Par un mémoire en défense, enregistré le 1er mars 2024, la commune de Vierzon, représentée par la SCP Gerigny et associés, avocat, conclut au rejet de la requête et à ce que soit mise à la charge de l'association " Hangars, tout camion, c'est non ! " une somme de 5 000 euros au titre des dispositions de l'article L. 761-1 du code de justice administrative.
Elle soutient que les moyens soulevés par l'association " Hangars, tout camion, c'est non ! " ne sont pas fondés.
Vu les autres pièces du dossier.
Vu le code de justice administrative.
Considérant ce qui suit :
1. Aux termes de l'article R. 532-1 du code de justice administrative : " Le juge des référés peut, sur simple requête et même en l'absence de décision administrative préalable, prescrire toute mesure utile d'expertise ou d'instruction. () ".
2. L'utilité d'une mesure d'instruction ou d'expertise qu'il est demandé au juge des référés d'ordonner sur le fondement de l'article R. 532-1 du code de justice administrative doit être appréciée, d'une part, au regard des éléments dont le demandeur dispose ou peut disposer par d'autres moyens et, d'autre part, bien que ce juge ne soit pas saisi du principal, au regard de l'intérêt que la mesure présente dans la perspective d'un litige principal, actuel ou éventuel, auquel elle est susceptible de se rattacher. A ce dernier titre, il ne peut faire droit à une demande d'expertise permettant d'évaluer un préjudice, en vue d'engager la responsabilité d'une personne publique, en l'absence manifeste, en l'état de l'instruction, de fait générateur, de préjudice ou de lien de causalité entre celui-ci et le fait générateur.

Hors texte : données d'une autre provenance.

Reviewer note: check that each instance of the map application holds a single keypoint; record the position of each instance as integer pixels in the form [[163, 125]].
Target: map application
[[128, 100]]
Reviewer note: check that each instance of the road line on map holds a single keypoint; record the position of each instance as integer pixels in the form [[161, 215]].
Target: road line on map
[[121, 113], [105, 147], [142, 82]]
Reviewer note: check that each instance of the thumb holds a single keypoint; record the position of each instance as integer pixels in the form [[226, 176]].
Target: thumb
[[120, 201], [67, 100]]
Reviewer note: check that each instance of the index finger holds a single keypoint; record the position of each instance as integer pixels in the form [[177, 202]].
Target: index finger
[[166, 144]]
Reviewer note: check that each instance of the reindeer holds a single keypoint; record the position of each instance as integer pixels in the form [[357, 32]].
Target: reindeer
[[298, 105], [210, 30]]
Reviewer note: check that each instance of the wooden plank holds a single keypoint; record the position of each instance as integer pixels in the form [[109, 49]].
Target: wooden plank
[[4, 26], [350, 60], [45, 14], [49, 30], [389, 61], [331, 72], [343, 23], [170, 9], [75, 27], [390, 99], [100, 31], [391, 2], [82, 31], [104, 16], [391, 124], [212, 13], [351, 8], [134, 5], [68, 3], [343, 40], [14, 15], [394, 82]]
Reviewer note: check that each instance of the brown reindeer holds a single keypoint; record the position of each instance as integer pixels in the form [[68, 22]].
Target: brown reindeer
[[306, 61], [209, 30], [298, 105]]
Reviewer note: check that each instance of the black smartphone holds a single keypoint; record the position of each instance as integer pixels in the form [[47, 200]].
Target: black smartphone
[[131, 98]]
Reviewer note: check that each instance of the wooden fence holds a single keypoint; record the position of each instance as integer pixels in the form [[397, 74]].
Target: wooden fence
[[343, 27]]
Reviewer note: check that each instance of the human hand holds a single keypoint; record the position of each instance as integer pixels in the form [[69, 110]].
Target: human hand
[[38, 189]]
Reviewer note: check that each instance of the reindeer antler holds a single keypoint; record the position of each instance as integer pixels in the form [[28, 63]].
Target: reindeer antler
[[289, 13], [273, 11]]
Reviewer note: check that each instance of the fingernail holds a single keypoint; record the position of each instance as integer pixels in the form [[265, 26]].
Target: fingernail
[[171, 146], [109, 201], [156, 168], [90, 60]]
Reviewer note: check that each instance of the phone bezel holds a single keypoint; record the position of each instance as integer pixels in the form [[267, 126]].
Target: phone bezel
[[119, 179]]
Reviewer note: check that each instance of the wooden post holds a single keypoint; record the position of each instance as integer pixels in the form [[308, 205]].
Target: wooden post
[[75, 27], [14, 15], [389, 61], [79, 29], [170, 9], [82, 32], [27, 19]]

3. La société Virtuo Vierzon SARL a sollicité un permis de construire ainsi qu'une autorisation environnementale pour implanter une plateforme logistique sur le site de la ZAC du Parc technologique de Sologne de la Communauté de Communes Vierzon-Sologne-Berry. En raison de l'impact environnemental de ce projet, impliquant l'artificialisation de 13,5 hectares de zones humides, des mesures d'évitement, de réduction et de compensation de l'empreinte écologique ont été envisagées, parmi lesquelles l'amélioration et l'extension d'une zone de compensation sur le site de " La Gratouille ", situé à 2,5 kilomètres du projet. Une étude d'impact obligatoire ainsi qu'une enquête publique ont été réalisées en mars et avril 2023. Par un arrêté du 13 juillet 2023, le maire de la commune de Vierzon a délivré le permis de construire sollicité. Par un arrêté du 25 août 2023, le préfet du Cher a délivré l'autorisation environnementale n° 2023-1436, requise pour la réalisation du projet. L'association " Hangars, tout camion, c'est non ! " fait appel de l'ordonnance n° 2303256 du 21 novembre 2023 par lequel le juge des référés du tribunal administratif d'Orléans a rejeté sa demande tendant à prescrire, sur le fondement de l'article R. 532-1 du code de justice administrative, une expertise aux fins de décrire la situation du site " La Gratouille " et des polluants à identifier, de mener les investigations nécessaires et indiquer les travaux de dépollution de nature à remettre le site en état, d'en évaluer le montant et donner son appréciation sur la pertinence du choix dudit site comme mesure de compensation ainsi que sur les responsabilités en cause.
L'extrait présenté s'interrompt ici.